- Region: Lahore District

Former constituency
- Created: 2002
- Abolished: 2018

= NA-122 (Lahore-V) =

Constituency of the National Assembly of Pakistan

Constituency NA-122 (Lahore-V) (این اے-۱۲۲، لاهور-۵) was a constituency for the National Assembly of Pakistan.
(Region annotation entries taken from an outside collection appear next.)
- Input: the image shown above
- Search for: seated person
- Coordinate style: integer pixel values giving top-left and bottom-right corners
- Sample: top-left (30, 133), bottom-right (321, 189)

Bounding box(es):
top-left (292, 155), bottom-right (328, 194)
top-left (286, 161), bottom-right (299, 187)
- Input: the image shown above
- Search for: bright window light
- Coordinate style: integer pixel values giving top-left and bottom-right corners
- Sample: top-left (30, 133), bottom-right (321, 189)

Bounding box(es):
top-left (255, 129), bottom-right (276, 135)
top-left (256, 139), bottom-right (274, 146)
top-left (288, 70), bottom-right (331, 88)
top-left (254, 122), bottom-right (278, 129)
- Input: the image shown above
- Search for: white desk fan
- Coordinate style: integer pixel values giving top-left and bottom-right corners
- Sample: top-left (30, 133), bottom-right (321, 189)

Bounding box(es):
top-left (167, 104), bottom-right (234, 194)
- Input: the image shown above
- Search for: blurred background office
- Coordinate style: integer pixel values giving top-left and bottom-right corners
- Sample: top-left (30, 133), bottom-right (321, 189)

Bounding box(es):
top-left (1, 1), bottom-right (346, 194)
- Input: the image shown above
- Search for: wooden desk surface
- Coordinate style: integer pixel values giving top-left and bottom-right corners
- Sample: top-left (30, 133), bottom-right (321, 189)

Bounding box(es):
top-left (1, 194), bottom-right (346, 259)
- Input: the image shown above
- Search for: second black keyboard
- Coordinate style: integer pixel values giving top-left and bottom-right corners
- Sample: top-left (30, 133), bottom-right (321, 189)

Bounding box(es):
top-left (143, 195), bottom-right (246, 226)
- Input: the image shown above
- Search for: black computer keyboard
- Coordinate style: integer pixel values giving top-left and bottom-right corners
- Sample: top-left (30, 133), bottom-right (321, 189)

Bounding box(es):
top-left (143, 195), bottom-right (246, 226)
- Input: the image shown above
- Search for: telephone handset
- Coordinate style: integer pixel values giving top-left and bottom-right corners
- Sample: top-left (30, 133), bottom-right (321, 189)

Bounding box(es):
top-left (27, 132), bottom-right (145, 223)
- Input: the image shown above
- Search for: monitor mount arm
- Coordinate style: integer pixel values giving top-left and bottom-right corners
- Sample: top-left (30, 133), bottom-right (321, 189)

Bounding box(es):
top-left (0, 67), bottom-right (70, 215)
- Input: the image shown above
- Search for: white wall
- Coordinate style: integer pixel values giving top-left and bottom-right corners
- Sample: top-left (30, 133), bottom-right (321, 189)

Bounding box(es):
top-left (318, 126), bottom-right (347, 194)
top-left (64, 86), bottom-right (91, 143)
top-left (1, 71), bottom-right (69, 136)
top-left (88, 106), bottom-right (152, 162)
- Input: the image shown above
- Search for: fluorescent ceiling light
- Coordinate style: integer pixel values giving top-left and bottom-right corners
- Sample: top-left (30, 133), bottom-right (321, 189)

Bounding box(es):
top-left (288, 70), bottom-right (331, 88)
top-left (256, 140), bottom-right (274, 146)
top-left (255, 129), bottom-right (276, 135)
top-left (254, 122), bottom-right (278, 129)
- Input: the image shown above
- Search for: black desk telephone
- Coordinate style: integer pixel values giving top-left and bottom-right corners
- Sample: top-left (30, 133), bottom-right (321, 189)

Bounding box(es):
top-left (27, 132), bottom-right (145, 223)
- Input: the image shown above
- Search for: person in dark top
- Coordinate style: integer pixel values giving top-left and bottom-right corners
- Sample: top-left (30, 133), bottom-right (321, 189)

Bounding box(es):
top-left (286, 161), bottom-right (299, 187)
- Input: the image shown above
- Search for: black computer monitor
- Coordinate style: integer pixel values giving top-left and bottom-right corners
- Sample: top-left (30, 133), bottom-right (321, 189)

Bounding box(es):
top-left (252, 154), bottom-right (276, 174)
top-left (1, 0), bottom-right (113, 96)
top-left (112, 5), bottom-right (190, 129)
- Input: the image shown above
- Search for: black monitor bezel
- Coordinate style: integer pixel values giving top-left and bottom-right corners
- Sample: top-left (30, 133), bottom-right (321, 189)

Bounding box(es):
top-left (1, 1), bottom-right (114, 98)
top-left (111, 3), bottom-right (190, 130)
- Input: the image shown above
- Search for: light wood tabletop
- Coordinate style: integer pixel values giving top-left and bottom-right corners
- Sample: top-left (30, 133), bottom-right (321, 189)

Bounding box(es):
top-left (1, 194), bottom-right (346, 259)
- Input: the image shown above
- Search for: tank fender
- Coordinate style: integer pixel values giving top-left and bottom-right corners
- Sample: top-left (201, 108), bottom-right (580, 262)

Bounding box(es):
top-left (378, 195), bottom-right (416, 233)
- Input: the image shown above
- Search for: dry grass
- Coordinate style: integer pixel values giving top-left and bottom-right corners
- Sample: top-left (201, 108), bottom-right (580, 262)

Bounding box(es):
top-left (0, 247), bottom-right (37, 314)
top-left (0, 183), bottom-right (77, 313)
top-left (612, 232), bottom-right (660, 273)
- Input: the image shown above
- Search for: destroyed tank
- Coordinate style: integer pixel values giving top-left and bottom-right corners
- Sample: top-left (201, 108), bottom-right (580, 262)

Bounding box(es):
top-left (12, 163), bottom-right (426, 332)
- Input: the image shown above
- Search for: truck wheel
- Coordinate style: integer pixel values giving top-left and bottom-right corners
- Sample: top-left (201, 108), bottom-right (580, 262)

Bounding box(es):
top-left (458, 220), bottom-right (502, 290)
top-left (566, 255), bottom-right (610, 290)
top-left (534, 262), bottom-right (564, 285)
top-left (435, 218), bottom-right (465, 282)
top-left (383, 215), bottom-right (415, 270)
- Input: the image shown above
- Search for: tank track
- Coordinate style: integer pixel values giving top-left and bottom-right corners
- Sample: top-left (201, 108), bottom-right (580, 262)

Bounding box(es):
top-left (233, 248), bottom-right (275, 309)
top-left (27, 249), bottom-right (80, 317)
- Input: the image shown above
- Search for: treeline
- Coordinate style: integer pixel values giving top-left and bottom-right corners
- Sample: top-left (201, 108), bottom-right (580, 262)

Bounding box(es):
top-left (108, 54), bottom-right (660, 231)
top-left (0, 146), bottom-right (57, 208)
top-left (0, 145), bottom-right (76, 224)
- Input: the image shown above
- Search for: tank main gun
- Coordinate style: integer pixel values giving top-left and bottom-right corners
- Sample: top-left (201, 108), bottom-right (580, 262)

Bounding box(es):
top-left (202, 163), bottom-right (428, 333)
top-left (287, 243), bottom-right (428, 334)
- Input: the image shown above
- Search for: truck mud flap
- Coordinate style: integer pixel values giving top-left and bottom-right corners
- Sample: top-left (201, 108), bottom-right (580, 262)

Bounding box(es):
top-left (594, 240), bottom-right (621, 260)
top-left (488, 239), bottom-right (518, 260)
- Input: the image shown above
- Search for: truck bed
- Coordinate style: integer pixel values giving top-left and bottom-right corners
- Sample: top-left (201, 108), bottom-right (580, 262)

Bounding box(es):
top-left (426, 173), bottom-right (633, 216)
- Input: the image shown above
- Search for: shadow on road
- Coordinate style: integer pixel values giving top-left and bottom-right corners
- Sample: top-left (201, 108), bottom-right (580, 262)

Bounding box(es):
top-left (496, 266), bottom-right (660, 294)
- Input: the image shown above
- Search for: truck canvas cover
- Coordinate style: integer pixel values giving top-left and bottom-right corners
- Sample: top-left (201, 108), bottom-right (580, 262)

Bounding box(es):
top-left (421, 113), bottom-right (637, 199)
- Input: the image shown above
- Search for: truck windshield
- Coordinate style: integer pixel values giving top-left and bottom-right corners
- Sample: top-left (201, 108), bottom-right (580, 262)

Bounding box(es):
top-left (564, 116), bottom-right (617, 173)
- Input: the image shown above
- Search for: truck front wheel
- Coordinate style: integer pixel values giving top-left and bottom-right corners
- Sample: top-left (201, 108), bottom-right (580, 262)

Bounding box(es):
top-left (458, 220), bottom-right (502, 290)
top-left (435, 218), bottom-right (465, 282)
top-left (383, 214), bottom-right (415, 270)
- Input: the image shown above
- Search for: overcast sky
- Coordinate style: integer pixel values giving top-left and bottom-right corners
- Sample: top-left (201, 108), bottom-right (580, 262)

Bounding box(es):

It was abolished after the 2018 delimitations and its areas were dispersed in the surrounding constituencies with the majority going to NA-130 (Lahore-VIII).

== Boundaries ==
Prior to its abolishment, the Constituency includes the areas of Samanabad, Ichra, Shadman, Shah Jamal, Garhi Shahu, Dharam Pura and Upper Mall. The total number of voters in this constituency was close to 357,000.

== Election 2002 ==

General elections were held on 10 October 2002. Sardar Ayaz Sadiq of the Pakistan Muslim League (N) won by 37,531 votes.

General election 2002: NA-122 Lahore-V
| Party |  | Candidate | Votes | % | ±% |
|---|---|---|---|---|---|
|  | PML(N) | Sardar Ayaz Sadiq | 37,531 | 40.79 |  |
|  | PTI | Imran Khan | 18,638 | 20.26 |  |
|  | PPP | Ch. Ghulam Qadir | 17,561 | 19.09 |  |
|  | PML(Q) | Muhammad Amin Ch. | 12,605 | 13.70 |  |
|  | Independent | Ch. Muhammad Ali | 3,314 | 3.60 |  |
|  | Others | Others (six candidates) | 2,360 | 2.56 |  |
| Turnout |  |  | 93,257 | 33.40 |  |
| Total valid votes |  |  | 92,009 | 98.66 |  |
| Rejected ballots |  |  | 1,248 | 1.34 |  |
| Majority |  |  | 18,893 | 20.53 |  |
| Registered electors |  |  | 279,245 |  |  |

== Election 2008 ==

General elections were held on 18 February 2008. Sardar Ayaz Sadiq of the Pakistan Muslim League (N) won by 79,507 votes.

General election 2008: NA-122 Lahore-V
| Party |  | Candidate | Votes | % | ±% |
|---|---|---|---|---|---|
|  | PML(N) | Sardar Ayaz Sadiq | 79,506 | 68.33 |  |
|  | PPP | Mian Omer Misbah-Ul-Rehman | 24,963 | 21.45 |  |
|  | PML(Q) | Mian Muhammad Jehangir | 10,657 | 9.16 |  |
|  | Others | Others (seven candidates) | 1,233 | 1.06 |  |
| Turnout |  |  | 118,012 | 35.61 |  |
| Total valid votes |  |  | 116,359 | 98.60 |  |
| Rejected ballots |  |  | 1,653 | 1.40 |  |
| Majority |  |  | 54,543 | 46.88 |  |
| Registered electors |  |  | 331,381 |  |  |

== Election 2013 ==

General elections were held on 11 May 2013. Sardar Ayaz Sadiq of the Pakistan Muslim League (N) won by 93,389 votes and became the member of the National Assembly, but many irregularities in the election results surfaced after Pakistan Tehreek-e-Insaf (PTI) chairman Imran Khan demanded recounts and verification with the actual results.
On 22 August 2015, an election tribunal annulled Ayaz Sadiq's victory in the 2013 general elections was rigged and ordered re-polling in the constituency. A by-election was held on 11 October 2015.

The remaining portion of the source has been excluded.